Palouse Falls
Palouse Falls is a waterfall on the Palouse River in southeast Washington, about 4 miles (6 kilometers) upstream of its confluence with the Snake River. The falls are 200 feet (61 meters) tall. The falls are made up of an upper fall with a drop of roughly 20 feet (6.1 meters), located 1,000 feet (305 meters) north-northwest of the main drop, and a lower fall with a descent of 200 feet (6.1 meters). It is located in the 94-acre (38-hectare) Palouse Falls State Park. These falls and the canyon below are significant features of the channeled scablands formed by the enormous Missoula floods that swept across eastern Washington and the Columbia River Plateau on a regular basis during the Pleistocene epoch.
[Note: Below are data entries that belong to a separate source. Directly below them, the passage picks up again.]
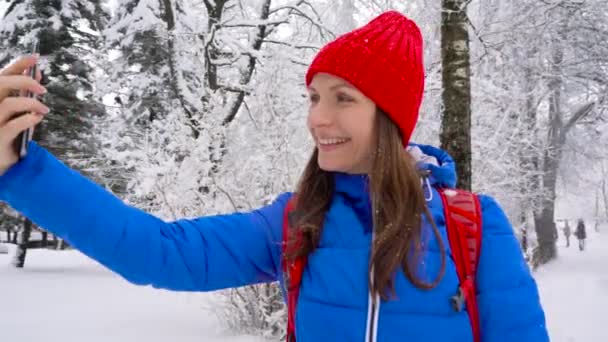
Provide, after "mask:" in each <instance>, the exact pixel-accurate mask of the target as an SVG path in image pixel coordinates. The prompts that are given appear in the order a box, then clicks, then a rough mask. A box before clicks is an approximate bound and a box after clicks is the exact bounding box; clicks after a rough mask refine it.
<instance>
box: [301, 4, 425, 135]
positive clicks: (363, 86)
mask: <svg viewBox="0 0 608 342" xmlns="http://www.w3.org/2000/svg"><path fill="white" fill-rule="evenodd" d="M319 72H325V73H329V74H332V75H335V76H338V77H340V78H343V79H345V80H347V81H348V82H350V83H351V84H352V85H353V86H355V87H356V88H357V89H359V91H361V92H362V93H363V94H365V96H367V97H368V98H370V99H372V101H374V102H375V103H376V105H377V106H378V107H380V108H381V109H382V110H383V111H384V112H386V113H387V114H388V116H389V117H390V118H391V119H392V120H393V122H395V123H396V124H397V126H399V129H400V131H401V135H402V137H403V144H404V145H407V143H408V142H409V140H410V137H411V136H412V132H413V131H414V127H415V126H416V121H417V120H418V111H419V109H420V103H421V102H422V93H423V91H424V63H423V58H422V34H421V33H420V29H419V28H418V26H417V25H416V23H414V22H413V21H411V20H410V19H408V18H406V17H405V16H403V15H402V14H401V13H399V12H397V11H390V12H386V13H383V14H381V15H380V16H378V17H376V18H375V19H374V20H372V21H370V22H369V23H368V24H367V25H365V26H363V27H361V28H359V29H356V30H354V31H352V32H349V33H346V34H345V35H342V36H340V37H338V38H337V39H336V40H334V41H332V42H330V43H328V44H327V45H325V47H323V49H321V51H319V53H318V54H317V56H316V57H315V59H314V60H313V62H312V64H311V65H310V67H309V68H308V72H307V73H306V85H307V86H308V85H310V82H311V81H312V78H313V76H314V75H315V74H316V73H319Z"/></svg>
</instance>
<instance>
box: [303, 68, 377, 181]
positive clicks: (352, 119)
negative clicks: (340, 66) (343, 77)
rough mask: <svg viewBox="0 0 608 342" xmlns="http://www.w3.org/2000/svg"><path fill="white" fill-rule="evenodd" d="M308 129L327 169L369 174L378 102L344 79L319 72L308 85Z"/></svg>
mask: <svg viewBox="0 0 608 342" xmlns="http://www.w3.org/2000/svg"><path fill="white" fill-rule="evenodd" d="M308 93H309V96H310V108H309V111H308V129H309V130H310V134H312V137H313V139H314V141H315V144H316V146H317V148H318V150H319V158H318V163H319V167H320V168H321V169H322V170H325V171H336V172H344V173H351V174H364V173H368V172H369V171H370V169H371V162H372V153H373V151H374V150H375V148H376V141H377V139H376V134H377V133H376V115H377V114H376V104H375V103H374V102H373V101H372V100H370V99H369V98H367V97H366V96H365V95H363V93H362V92H360V91H359V90H357V89H356V88H355V87H353V86H352V85H351V84H350V83H348V82H347V81H345V80H343V79H342V78H339V77H336V76H333V75H330V74H326V73H318V74H316V75H315V76H314V78H313V79H312V82H311V83H310V86H309V87H308Z"/></svg>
The original Palouse River flowed to the Columbia River through the now-dry Washtucna Coulee. The Palouse Falls and adjacent canyons were formed when the Missoula floods overtopped the original Palouse River's south valley wall, diverting it to its current path to the Snake River via erosion of a new channel. Interconnected and hanging flood-created coulees, cascades, plunge pools, kolk-created craters, rock benches, buttes, and pinnacles typical of scablands characterize the area. Palouse Falls State Park is located at the falls and protects this unique picturesque location.